The judge presiding over the Boys Scout of America bankruptcy is weighing a request by insurance companies for permission to serve document requests on 1,400 people who have filed sexual abuse claims and to question scores of them under oath in an effort to determine whether there is widespread fraud in the claims process.
The insurance companies maintain that tens of thousands of sexual abuse claims that have been filed in the case appear to be barred by the passage of time based on statutes of limitation in many states. Thousands more lack essential information needed to determine their validity, such as identifying a connection with the Boy Scouts or the name of a perpetrator, according to the insurers.
In addition to wanting to question alleged abuse survivors, the insurance companies on Wednesday requested permission to question and collect documents from 15 plaintiffs’ attorneys who personally signed hundreds of claims. Claim forms typically must be signed by the claimants themselves, but in the days leading up to the deadline last November, some attorneys signed several hundred claim forms a day.

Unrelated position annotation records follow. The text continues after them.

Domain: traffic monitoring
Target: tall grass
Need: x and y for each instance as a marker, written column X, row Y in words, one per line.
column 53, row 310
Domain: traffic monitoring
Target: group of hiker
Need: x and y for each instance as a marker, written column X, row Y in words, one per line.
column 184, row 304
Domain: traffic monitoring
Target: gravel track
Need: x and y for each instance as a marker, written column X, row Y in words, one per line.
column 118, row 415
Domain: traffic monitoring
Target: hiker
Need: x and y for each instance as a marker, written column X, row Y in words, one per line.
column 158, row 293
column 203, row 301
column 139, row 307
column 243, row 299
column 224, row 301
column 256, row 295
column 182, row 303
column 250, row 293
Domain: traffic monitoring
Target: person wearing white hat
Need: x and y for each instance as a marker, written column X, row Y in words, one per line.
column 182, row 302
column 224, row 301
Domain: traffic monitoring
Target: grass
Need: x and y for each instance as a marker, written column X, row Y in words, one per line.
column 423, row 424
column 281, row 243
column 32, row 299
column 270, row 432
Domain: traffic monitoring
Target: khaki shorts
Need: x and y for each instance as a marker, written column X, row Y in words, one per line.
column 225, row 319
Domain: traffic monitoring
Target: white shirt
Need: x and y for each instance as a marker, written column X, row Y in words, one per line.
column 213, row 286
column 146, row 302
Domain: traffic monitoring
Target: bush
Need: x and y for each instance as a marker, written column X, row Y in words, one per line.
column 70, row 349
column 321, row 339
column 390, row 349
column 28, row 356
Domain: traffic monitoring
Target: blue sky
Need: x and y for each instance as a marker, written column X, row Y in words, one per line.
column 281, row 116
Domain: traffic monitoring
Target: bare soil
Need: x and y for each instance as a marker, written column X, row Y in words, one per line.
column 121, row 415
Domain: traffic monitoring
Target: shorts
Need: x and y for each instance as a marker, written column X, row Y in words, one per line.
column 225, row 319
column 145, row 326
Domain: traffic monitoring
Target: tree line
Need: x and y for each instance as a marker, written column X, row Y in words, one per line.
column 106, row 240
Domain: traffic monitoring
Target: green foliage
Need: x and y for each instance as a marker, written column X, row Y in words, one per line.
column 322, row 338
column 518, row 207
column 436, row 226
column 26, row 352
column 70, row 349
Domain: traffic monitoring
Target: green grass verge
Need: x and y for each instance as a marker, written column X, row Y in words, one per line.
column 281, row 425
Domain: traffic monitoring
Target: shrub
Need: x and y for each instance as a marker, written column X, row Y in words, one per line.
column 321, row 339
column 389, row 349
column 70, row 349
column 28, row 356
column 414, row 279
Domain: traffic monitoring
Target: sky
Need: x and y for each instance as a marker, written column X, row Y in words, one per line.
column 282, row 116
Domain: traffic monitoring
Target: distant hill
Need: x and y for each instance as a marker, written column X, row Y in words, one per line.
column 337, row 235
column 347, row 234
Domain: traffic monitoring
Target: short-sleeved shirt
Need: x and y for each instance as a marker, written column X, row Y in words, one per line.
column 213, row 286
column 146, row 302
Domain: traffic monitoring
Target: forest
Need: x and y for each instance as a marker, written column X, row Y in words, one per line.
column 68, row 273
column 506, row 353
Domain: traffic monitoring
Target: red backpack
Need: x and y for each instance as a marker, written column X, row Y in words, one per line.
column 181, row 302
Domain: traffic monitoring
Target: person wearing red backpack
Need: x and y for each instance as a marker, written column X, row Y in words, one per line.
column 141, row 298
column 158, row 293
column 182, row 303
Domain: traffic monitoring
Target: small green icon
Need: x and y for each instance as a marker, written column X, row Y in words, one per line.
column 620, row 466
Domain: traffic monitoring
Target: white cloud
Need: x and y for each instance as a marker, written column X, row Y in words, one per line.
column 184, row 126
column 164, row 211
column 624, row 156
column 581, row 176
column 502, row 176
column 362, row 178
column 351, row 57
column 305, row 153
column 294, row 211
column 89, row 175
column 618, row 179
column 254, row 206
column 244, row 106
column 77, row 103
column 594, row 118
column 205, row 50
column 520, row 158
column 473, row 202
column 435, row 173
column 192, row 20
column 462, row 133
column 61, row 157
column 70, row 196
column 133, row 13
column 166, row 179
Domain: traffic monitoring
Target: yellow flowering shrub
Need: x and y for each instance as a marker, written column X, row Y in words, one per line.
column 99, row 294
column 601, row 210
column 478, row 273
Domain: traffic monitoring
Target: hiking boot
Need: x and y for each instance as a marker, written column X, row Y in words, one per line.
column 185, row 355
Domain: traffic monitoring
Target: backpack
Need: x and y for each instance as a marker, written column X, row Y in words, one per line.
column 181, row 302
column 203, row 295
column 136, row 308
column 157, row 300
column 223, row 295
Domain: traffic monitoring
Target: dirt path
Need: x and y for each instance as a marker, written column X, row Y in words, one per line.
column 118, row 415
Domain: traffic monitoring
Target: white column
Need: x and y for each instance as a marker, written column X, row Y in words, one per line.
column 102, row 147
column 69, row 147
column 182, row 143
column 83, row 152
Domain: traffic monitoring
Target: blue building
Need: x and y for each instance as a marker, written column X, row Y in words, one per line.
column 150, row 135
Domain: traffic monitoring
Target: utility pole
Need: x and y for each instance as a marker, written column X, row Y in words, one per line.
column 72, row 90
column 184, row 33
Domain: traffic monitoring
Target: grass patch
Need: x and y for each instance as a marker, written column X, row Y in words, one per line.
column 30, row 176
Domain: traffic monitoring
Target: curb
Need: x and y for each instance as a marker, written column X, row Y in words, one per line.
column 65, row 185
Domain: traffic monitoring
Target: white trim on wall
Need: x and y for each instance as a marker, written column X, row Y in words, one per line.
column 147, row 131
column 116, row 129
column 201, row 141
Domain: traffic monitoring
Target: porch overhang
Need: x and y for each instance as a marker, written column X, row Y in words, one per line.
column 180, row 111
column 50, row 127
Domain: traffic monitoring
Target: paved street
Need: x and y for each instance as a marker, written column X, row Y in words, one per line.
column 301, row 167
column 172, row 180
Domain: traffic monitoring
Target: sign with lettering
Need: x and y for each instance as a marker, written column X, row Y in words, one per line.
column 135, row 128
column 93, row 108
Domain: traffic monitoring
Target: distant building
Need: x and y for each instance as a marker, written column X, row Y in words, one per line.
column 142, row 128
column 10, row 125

The insurers contend that a large percentage of attorney-signed claims are missing critical information, and that many appear to be submitted “machine-gun style,” with photocopied attorney signatures and signature pages generated before the proofs of claim were even created. Bankruptcy rules state that by signing a document submitted to the court, an attorney certifies that he or she has reviewed the contents to ensure it has evidentiary support.
The requests for discovery have been met with strenuous objections from many plaintiffs attorneys, but the Boy Scouts and the official committee representing sexual abuse survivors did not file any papers in response.
“The legitimate claimants should welcome this discovery,” said James Ruggeri, an attorney for the insurers. “We want to make sure dollars are paid to those who deserve it.”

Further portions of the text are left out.